The performance metric from the lighthouse audit was far from 100 and I was aiming for the perfect score. So, I ran the performance audits from WebPageTest and lighthouse to see what was going on.

In the waterfall view of all the resources being requested by the page, I saw that Disqus on average was taking ~500ms for TTFB and ~450ms extra to process. Blocking the main thread for that long affects your metrics related to interactivity. I found that very annoying so to verify the real impact I made a version of the site without the comment box and push it to production. The results were immediate, all the metrics went green. (I should have saved more screenshots). I was convinced now that this third party library was severely taxing my site.

Checking alternatives

Since I only had a few comments on a couple of articles I believed It was a good moment to check alternatives to Disqus. There was always the option to not have comments at all but I still wanted to have that feature. Furthermore, the migration of comments was not something I was really worried about. In the process, I found there is a nice guide for gatsby that includes many great alternatives.
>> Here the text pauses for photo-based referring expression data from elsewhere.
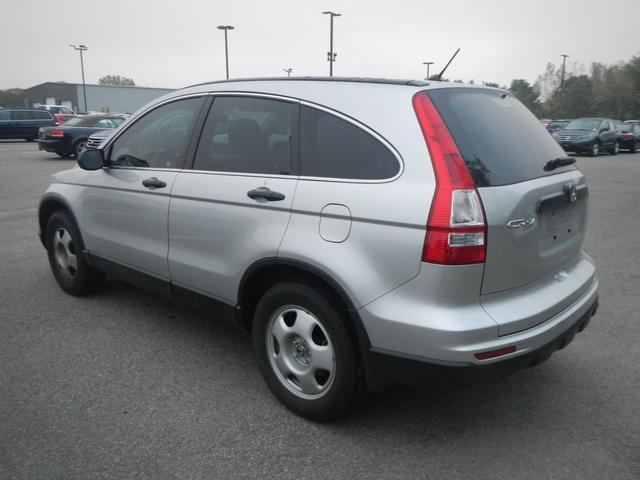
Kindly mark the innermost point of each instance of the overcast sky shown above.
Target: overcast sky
(169, 43)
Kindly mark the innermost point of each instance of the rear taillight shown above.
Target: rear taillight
(456, 228)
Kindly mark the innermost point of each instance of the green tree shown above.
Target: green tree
(116, 80)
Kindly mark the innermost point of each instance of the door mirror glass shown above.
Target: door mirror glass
(91, 160)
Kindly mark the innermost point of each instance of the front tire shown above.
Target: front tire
(68, 265)
(305, 352)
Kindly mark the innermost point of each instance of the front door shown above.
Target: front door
(126, 205)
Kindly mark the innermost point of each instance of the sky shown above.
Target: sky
(172, 44)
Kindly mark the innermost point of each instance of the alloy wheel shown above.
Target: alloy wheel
(300, 352)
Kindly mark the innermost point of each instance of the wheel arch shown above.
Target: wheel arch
(265, 273)
(49, 205)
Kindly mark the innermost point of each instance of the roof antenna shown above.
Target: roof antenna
(439, 76)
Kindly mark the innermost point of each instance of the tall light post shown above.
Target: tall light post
(82, 48)
(428, 64)
(226, 48)
(331, 57)
(564, 59)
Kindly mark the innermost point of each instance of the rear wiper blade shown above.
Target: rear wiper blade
(559, 162)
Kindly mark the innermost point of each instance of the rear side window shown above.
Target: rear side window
(501, 141)
(333, 147)
(248, 135)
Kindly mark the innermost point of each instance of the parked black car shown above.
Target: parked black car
(71, 137)
(556, 125)
(23, 123)
(629, 136)
(589, 135)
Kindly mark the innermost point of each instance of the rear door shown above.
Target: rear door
(7, 126)
(535, 212)
(233, 208)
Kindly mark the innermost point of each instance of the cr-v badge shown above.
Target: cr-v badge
(521, 222)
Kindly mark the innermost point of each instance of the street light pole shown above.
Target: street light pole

One of the libraries I found most interested and suited my needs was Utterances. It saves comments as Github issues. That means it's public, aim for developers and performant (?).

It was very straightforward to include this library in my blog. After pushing these new changes to production I saw these new metrics for the utterance: ~200ms TTFB and ~20ms to process, with the addition that there's an extra call to the GitHub issues API that takes ~250ms.

The answer was conclusive: Utterance was significantly faster and I was happy with it.

Conclusion

Disqus it's an exhaustive solution for including comments to your site but sometimes it's maybe too much for what you need. There are a few lighter alternatives that you can use that won't hurt performance as much.